Auf Weiß sehen Spuren immer so geschrieben aus. Eine geheime Botschaft. Wir alle waren dieser Junge - nein, wir alle waren Tigerboy. Und wir konnten Zeichen lesen, damals. Klar, dass diese Schuhe mit dem Relief in der Sohle jedes Jahr ganz oben auf unseren Wunschzetteln standen.

Mit den Zeiten ist sie mürbe geworden, diese Farbe. Reines Weiß kenne ich gar nicht mehr. Vielleicht weckt sie das Kinderherz in mir, weil ich mir keine offenere vorstellen kann. Offener für jede Spur, die da kommen will.

Und weil man sie nicht anfassen muss, um sie zu begreifen, diese empfindsame, so verletzbare, aber doch kraftvolle Farbe

Auch weil sie mich ans Lichte denken lässt, an Beleuchtung und Belichtung – daran, dass Fotografie mit Licht sogar zeichnen kann, schreiben. Welches Medium kann das schon. Und was können Bilder Besseres leisten, als unter Abblätterndem leuchtende Botschaften hervor zu zeichnen

Damit wir klarer fühlen lernen, was wir weltweit uns eigentlich nur selbst zufügen. Mit Kunst schauen wir genauer hin: Was will wirklich heraus, wenn etwas abblättert? Was häutet sich da? Vielleicht ist das der Sinn des Abblätterns. Die Botschaft im Gekritzel - warum sind wir da bloß so kitzelig?

Gute Bilder können die Melancholie des Loslassens mit der Freude übers Aufleuchten verschwistern. Sie können Vanitas leben, loben und Fährten des Glücks schon jetzt nach vorne legen. Voraus in Richtung Frieden. Nach dem sehnen sich ja alle. Überall, andauernd, wieder mal - und immer noch. Nur: Draußen finden wir sie sicher nie, die guten Bilder.

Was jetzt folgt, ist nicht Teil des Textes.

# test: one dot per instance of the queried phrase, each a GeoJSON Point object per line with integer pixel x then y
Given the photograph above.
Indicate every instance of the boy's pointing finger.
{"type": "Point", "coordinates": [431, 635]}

Verfolgen wir sie mit der Weisheit unserer Bilderlust. Wie gut, dass wir das Schöne so unerklärlich mögen! Schöne Themen an schönen Orten - vielleicht sind sie ein erster Schritt für eine Schau nach innen. Vielleicht ist man da dann irgendwann auch nicht mehr so kitzelig....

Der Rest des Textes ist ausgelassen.